Kâmpóng Saôm (Sihanoukville), située sur le golfe de Thaïlande, est le seul port maritime du Cambodge. Inauguré en 1960, il peut accueillir des navires océaniques sans restrictions. Ce port revêt une grande importance stratégique pour le Cambodge, et la région a connu un développement industriel significatif. Une autoroute goudronnée à quatre voies relie Kâmpóng Saôm à Phnom Penh.
Le système ferroviaire est détenu et exploité par le gouvernement cambodgien. Une ligne relie Phnom Penh à la frontière thaïlandaise et facilite le transport du riz usiné depuis les provinces occidentales de Bătdâmbâng, Poŭthĭsăt et Kâmpóng Chhnăng. Une autre ligne relie Phnom Penh à Kâmpóng Saôm.
Le Cambodge dispose de deux aéroports internationaux, le plus récent étant ouvert à Siĕmréab (Siem Reap) en 2002. En 2003, un nouveau terminal a été ajouté à l’ancien aéroport de Pochentong (près de Phnom Penh). Ces installations servent de hubs pour les services nationaux, régionaux et internationaux.
Les télécommunications évoluent lentement au Cambodge. Comparé à ses voisins, le pays est en retard en termes de nombre de lignes téléphoniques principales par habitant et de proportion d’utilisateurs de téléphones portables. Bien que des centraux téléphoniques soient présents dans toutes les grandes villes et que le nombre de lignes téléphoniques principales augmente, l’accès à Internet reste limité.
Gouvernement et société
Cadre constitutionnel
En 1981, le gouvernement communiste de Phnom Penh, soutenu par le Vietnam, a mis en place un gouvernement fondé sur une nouvelle constitution. Ce régime a fait face à l’opposition de trois factions qui ont formé en 1982 un gouvernement de coalition en exil. Bien que cette coalition n’ait pas réussi à exercer le pouvoir au Cambodge, elle a gagné une reconnaissance internationale, conservant le siège du Cambodge aux Nations Unies (ONU) et étant en mesure de négocier avec le gouvernement de Phnom Penh.

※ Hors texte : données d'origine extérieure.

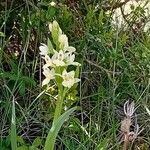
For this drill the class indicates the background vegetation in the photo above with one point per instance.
(115, 68)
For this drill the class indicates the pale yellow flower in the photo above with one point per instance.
(52, 3)
(58, 58)
(69, 59)
(70, 49)
(63, 40)
(49, 74)
(48, 61)
(43, 50)
(68, 79)
(54, 26)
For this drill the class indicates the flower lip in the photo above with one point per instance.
(68, 79)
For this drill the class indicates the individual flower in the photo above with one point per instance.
(48, 61)
(70, 49)
(55, 26)
(52, 3)
(43, 50)
(49, 74)
(63, 40)
(58, 58)
(68, 79)
(69, 59)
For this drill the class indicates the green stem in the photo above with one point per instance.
(59, 104)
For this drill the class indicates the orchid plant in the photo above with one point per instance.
(58, 58)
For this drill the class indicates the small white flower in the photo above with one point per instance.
(63, 39)
(49, 74)
(52, 3)
(50, 27)
(43, 50)
(69, 58)
(48, 61)
(68, 79)
(70, 49)
(58, 58)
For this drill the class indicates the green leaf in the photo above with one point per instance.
(24, 147)
(37, 142)
(13, 134)
(51, 138)
(55, 33)
(50, 46)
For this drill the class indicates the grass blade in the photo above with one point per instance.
(51, 138)
(13, 128)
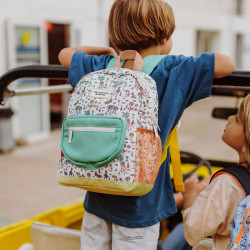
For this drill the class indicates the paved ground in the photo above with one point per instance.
(28, 181)
(28, 174)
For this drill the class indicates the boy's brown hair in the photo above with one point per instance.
(139, 24)
(244, 115)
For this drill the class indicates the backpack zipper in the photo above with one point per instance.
(87, 129)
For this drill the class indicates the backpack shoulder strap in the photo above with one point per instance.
(239, 173)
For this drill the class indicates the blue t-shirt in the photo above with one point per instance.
(180, 82)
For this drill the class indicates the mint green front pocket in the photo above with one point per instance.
(92, 142)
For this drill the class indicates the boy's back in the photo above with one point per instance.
(177, 89)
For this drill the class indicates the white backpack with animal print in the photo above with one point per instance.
(110, 142)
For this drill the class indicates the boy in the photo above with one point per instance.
(119, 222)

En 1991, le gouvernement et les groupes d’opposition ont signé des accords de paix prévoyant la création d’un nouveau gouvernement national. L’ONU a établi une autorité de transition pour superviser la mise en œuvre des accords, y compris les élections de 1993 qui ont abouti à la formation d’un gouvernement de coalition dirigé par le prince Norodom Sihanouk. Une nouvelle constitution a été adoptée en septembre, rétablissant le Royaume du Cambodge d’avant 1970, mais sous la forme d’une monarchie constitutionnelle et d’une démocratie multipartite. Sihanouk est alors monté sur le trône conformément à la nouvelle constitution.
Selon cette constitution, le roi, en tant que chef de l’État, est choisi parmi les descendants royaux par le Conseil du trône royal. En 2004, le roi Sihanouk a décidé d’abdiquer et le prince Norodom Sihamoni a été choisi pour lui succéder.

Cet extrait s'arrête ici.